The patients were randomly allocated to the 4 arms. No difference in the distribution of comorbidities among the arms was observed (P>.09). The mean ≥G1 and ≥G2 proctitis were 7.8 and 4.9 for placebo and 8.9 and 4.7 for the NABUREN group, respectively. No favorable trend in reduction of incidence, severity, and duration of ≥G1 and ≥G2 proctitis was observed with NABUREN use. In univariate analysis, ≥G1+3d toxicity was found to be related to hemorrhoids (P=.008), and a slight correlation was found between ≥G2 proctitis and hormonal therapy (P=.06). The RT effects on rectal mucosa as based on endoscopic assessment were mainly related to diabetes (P<.01). Endoscopy data at 6 week showed no significant difference between the placebo and butyrate arms. The other investigated endpoints were not correlated with any of the clinical risk factors analyzed.

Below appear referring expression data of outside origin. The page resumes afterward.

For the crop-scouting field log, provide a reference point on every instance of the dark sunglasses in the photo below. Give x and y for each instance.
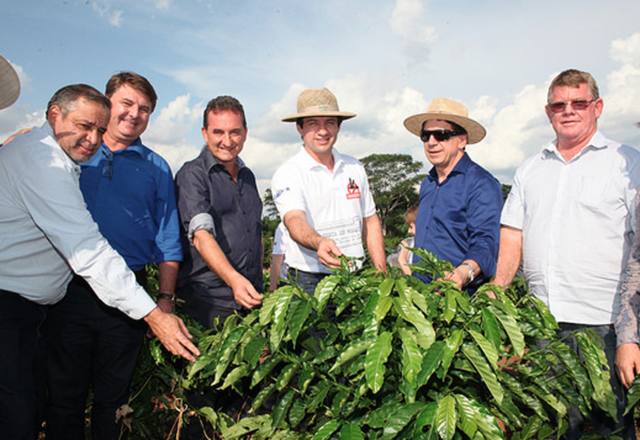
(560, 106)
(439, 135)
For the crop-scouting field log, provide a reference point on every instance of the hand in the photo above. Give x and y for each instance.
(244, 293)
(628, 362)
(165, 304)
(328, 252)
(172, 333)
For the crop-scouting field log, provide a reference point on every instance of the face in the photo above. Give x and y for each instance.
(130, 112)
(574, 126)
(80, 131)
(319, 134)
(224, 135)
(443, 155)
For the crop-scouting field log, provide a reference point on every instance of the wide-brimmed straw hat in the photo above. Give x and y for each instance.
(317, 102)
(446, 109)
(9, 84)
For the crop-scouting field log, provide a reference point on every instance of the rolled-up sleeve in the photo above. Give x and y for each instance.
(194, 200)
(485, 205)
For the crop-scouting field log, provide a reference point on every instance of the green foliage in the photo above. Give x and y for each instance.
(373, 356)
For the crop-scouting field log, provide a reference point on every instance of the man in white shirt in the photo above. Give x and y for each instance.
(323, 196)
(568, 219)
(46, 233)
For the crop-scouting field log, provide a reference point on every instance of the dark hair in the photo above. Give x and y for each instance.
(573, 78)
(221, 104)
(66, 97)
(135, 81)
(300, 121)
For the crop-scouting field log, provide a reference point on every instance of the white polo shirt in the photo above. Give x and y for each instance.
(335, 203)
(576, 220)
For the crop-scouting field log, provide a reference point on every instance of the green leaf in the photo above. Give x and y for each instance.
(451, 306)
(446, 417)
(245, 426)
(279, 322)
(430, 362)
(351, 431)
(229, 345)
(375, 360)
(633, 395)
(408, 312)
(482, 367)
(352, 350)
(487, 348)
(281, 409)
(324, 290)
(326, 430)
(490, 327)
(236, 374)
(510, 326)
(297, 318)
(411, 364)
(452, 345)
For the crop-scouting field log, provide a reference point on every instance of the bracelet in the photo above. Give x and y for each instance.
(470, 273)
(169, 296)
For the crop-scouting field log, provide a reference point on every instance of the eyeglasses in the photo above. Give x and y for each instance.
(579, 104)
(439, 135)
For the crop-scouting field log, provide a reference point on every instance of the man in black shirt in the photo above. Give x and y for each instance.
(220, 213)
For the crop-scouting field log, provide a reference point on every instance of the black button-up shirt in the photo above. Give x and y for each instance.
(203, 186)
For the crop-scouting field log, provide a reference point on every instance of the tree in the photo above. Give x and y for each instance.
(394, 180)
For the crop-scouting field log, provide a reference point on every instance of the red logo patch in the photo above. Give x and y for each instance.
(353, 192)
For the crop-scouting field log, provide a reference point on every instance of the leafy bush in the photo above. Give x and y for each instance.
(380, 357)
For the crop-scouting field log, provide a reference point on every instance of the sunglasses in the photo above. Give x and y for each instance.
(439, 135)
(560, 106)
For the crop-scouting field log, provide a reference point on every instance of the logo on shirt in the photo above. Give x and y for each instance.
(353, 192)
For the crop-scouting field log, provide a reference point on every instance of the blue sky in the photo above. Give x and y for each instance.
(385, 60)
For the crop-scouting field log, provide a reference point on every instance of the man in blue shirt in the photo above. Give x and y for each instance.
(460, 202)
(129, 191)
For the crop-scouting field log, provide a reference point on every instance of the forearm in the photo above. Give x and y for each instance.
(167, 276)
(509, 255)
(375, 242)
(212, 254)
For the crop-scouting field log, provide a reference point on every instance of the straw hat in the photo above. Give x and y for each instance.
(446, 109)
(317, 102)
(9, 84)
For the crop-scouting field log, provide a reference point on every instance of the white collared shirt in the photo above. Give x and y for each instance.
(46, 230)
(577, 225)
(335, 203)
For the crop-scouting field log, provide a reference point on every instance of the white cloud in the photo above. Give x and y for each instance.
(407, 21)
(113, 16)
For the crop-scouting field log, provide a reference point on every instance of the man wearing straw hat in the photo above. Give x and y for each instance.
(569, 220)
(323, 196)
(460, 202)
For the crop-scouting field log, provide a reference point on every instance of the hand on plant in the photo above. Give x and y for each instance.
(328, 253)
(628, 362)
(172, 333)
(244, 293)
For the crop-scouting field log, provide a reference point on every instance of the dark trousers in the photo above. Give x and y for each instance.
(601, 423)
(306, 280)
(89, 345)
(21, 366)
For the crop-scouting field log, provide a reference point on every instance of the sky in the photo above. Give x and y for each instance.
(384, 60)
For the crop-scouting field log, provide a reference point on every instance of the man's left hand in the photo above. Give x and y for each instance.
(628, 362)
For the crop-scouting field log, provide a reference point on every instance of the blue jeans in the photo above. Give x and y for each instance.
(600, 422)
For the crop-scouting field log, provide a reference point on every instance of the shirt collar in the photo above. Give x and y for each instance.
(597, 142)
(50, 139)
(210, 161)
(460, 168)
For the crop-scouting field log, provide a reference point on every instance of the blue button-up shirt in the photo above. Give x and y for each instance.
(459, 218)
(131, 196)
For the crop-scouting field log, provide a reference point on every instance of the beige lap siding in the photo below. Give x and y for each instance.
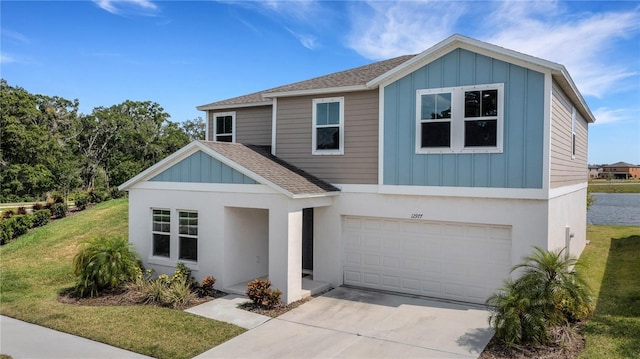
(566, 170)
(358, 165)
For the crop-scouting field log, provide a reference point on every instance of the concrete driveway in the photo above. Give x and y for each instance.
(355, 323)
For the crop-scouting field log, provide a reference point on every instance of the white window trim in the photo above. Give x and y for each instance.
(233, 125)
(457, 120)
(314, 150)
(178, 235)
(573, 134)
(162, 233)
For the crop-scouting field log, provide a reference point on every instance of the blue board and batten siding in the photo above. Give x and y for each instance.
(202, 168)
(520, 165)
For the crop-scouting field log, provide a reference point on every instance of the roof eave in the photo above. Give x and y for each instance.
(231, 105)
(567, 84)
(317, 91)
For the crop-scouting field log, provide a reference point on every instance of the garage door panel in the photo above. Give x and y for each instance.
(447, 260)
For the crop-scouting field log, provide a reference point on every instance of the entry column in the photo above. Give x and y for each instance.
(285, 253)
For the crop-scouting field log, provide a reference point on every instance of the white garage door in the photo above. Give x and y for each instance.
(465, 262)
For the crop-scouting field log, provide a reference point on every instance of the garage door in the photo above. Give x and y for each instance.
(459, 261)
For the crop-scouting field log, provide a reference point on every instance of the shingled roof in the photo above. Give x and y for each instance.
(282, 174)
(358, 76)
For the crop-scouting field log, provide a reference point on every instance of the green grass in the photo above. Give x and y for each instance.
(34, 268)
(615, 187)
(613, 272)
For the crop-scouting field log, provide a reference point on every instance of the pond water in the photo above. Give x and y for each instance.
(615, 209)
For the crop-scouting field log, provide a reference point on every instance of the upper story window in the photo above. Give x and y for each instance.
(460, 119)
(224, 124)
(328, 126)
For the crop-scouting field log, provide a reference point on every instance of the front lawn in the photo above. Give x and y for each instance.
(613, 272)
(35, 267)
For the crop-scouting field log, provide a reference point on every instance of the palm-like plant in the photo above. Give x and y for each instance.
(104, 263)
(548, 293)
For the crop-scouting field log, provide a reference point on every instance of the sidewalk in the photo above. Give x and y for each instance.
(24, 340)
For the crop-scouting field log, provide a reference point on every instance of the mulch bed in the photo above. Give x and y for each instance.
(570, 350)
(121, 296)
(274, 312)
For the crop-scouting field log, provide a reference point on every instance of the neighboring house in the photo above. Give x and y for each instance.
(429, 174)
(595, 172)
(620, 170)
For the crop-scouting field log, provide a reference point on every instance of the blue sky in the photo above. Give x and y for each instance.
(182, 54)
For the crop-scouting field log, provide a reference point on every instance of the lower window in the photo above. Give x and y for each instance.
(188, 235)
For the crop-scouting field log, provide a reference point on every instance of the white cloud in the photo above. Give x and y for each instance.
(308, 41)
(6, 59)
(117, 7)
(387, 29)
(606, 115)
(581, 42)
(15, 36)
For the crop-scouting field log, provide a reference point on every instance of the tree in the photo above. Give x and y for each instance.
(549, 293)
(195, 129)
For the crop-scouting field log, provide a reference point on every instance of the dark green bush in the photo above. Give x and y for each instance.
(548, 294)
(97, 196)
(104, 263)
(6, 231)
(115, 193)
(57, 197)
(21, 224)
(81, 201)
(41, 217)
(7, 213)
(207, 285)
(261, 294)
(37, 206)
(59, 210)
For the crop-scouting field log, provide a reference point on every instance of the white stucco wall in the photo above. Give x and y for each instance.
(527, 218)
(236, 225)
(247, 234)
(569, 210)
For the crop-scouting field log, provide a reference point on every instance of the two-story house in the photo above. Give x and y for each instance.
(428, 174)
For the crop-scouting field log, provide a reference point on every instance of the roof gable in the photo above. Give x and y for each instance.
(201, 168)
(383, 72)
(236, 163)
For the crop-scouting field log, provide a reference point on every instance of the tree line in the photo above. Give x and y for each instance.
(47, 145)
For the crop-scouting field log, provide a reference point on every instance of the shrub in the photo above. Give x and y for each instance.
(104, 263)
(21, 224)
(182, 272)
(41, 217)
(6, 231)
(175, 291)
(81, 201)
(59, 210)
(115, 193)
(258, 290)
(97, 196)
(7, 213)
(548, 294)
(37, 206)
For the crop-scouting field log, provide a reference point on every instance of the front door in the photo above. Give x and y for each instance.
(307, 240)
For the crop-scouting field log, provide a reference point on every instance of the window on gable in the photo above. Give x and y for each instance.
(161, 230)
(459, 119)
(224, 125)
(328, 126)
(188, 235)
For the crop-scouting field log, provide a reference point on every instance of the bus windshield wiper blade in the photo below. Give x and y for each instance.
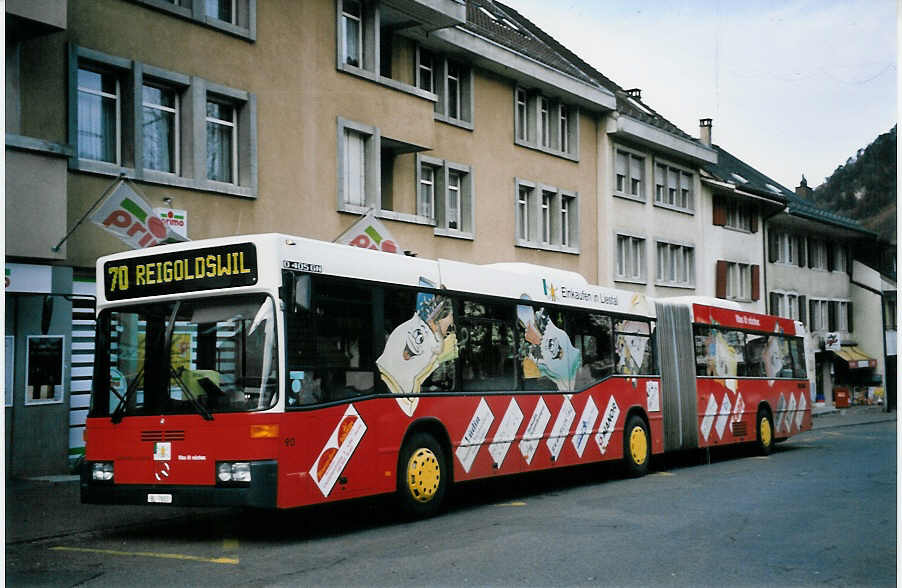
(123, 402)
(197, 405)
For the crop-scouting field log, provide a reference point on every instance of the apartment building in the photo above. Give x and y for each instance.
(465, 129)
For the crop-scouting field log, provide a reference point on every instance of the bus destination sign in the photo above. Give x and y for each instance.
(210, 268)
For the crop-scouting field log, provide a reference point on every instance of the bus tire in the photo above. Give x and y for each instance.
(636, 447)
(764, 431)
(422, 476)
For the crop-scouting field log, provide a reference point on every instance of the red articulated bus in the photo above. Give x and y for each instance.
(276, 371)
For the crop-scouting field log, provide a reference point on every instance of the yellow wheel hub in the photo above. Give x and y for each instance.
(423, 475)
(766, 433)
(638, 445)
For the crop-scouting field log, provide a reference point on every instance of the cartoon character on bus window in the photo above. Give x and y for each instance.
(546, 349)
(416, 347)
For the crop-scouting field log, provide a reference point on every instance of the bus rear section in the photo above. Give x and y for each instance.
(747, 380)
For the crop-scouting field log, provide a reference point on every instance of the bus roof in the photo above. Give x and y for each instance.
(508, 280)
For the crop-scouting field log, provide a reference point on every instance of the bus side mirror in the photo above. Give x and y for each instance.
(302, 291)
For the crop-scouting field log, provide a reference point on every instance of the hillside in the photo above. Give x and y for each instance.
(864, 188)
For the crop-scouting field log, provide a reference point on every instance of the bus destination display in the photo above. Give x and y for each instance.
(209, 268)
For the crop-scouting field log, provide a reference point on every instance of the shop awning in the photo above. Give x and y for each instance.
(856, 358)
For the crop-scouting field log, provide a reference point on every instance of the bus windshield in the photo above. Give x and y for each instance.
(204, 356)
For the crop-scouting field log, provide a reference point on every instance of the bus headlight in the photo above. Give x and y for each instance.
(102, 471)
(233, 472)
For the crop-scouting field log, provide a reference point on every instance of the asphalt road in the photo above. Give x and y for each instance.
(821, 510)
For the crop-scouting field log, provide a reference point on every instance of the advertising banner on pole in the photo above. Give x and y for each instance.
(128, 216)
(370, 233)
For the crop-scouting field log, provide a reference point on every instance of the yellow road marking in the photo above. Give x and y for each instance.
(220, 560)
(230, 544)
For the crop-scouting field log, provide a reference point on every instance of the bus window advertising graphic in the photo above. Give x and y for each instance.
(417, 347)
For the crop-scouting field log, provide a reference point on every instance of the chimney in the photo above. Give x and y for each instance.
(802, 190)
(704, 130)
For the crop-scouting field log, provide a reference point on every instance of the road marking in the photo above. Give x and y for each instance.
(230, 544)
(180, 556)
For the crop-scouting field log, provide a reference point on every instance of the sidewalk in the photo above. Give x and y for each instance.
(47, 507)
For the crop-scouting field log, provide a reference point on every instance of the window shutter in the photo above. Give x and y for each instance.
(831, 315)
(720, 287)
(756, 282)
(720, 212)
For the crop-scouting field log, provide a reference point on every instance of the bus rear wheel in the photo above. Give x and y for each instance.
(422, 476)
(765, 432)
(636, 447)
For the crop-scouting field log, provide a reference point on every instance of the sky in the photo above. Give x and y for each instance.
(793, 87)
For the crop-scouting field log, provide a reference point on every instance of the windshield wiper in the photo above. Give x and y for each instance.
(197, 405)
(123, 402)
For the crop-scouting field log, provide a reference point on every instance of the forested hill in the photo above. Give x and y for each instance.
(864, 188)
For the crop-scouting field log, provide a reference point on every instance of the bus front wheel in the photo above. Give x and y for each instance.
(422, 476)
(765, 432)
(636, 447)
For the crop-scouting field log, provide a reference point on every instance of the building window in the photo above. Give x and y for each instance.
(222, 143)
(524, 195)
(445, 196)
(545, 124)
(355, 166)
(352, 33)
(674, 187)
(426, 71)
(223, 10)
(138, 129)
(817, 254)
(99, 118)
(546, 218)
(675, 265)
(451, 82)
(426, 196)
(630, 262)
(630, 174)
(160, 128)
(521, 118)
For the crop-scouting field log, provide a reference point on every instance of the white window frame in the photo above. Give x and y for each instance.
(633, 171)
(550, 216)
(230, 124)
(192, 93)
(538, 124)
(675, 264)
(64, 375)
(103, 70)
(629, 258)
(443, 190)
(672, 194)
(176, 111)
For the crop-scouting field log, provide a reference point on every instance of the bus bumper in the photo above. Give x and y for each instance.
(260, 493)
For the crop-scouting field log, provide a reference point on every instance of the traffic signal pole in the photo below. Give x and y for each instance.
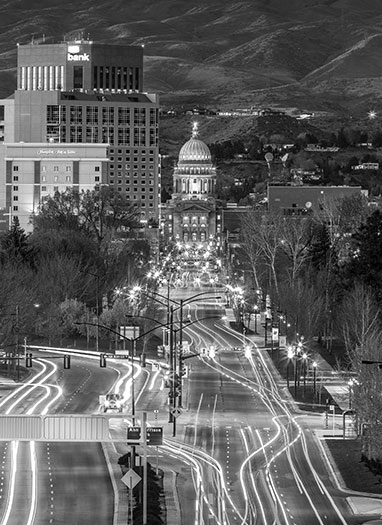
(171, 313)
(180, 362)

There was no evidence of efficacy of NABUREN in reducing the incidence, severity, and duration of acute radiation proctitis. There was a correlation between some endpoints and clinical risk factors.
评估丁酸钠灌肠(NABUREN)在前列腺癌放射治疗(RT)中减少急性 RT 诱导的直肠炎的发生率、严重程度和持续时间的疗效。
166 名患者随机分为 4 组(直肠内给予丁酸钠 1 克、2 克或 4 克/天或安慰剂),在 RT 期间和 RT 后 2 周内使用 NABUREN。每天记录直肠炎的严重程度。通过 χ(2)统计分析 NABUREN 与直肠炎的相关性。考虑的毒性终点如下:每天有≥1 级直肠炎的天数(≥G1);每天有≥2 级直肠炎的天数(≥G2);从第 4 周开始至少连续 3 天和 5 天有≥G1 和≥G2 直肠炎(≥G1+3d、≥G2+3d);内镜检查评估 RT 对直肠黏膜的损伤效应。通过单变量分析研究终点与预处理合并症、激素治疗、糖尿病或高血压、腹部手术或痔疮的关系。
患者被随机分配到 4 个臂。各组之间的合并症分布无差异(P>.09)。安慰剂组的平均≥G1 和≥G2 直肠炎分别为 7.8 和 4.9,NABUREN 组分别为 8.9 和 4.7。使用 NABUREN 并不能减少≥G1 和≥G2 直肠炎的发生率、严重程度和持续时间。单变量分析发现,≥G1+3d 毒性与痔疮有关(P=.008),而≥G2 直肠炎与激素治疗有轻微相关性(P=.06)。基于内镜评估的直肠黏膜 RT 效应主要与糖尿病有关(P<.01)。6 周时的内镜数据显示,安慰剂组和丁酸钠组之间无显著差异。其他研究终点与分析的任何临床危险因素均无相关性。
NABUREN 不能降低急性放射性直肠炎的发生率、严重程度和持续时间。一些终点与临床危险因素有关。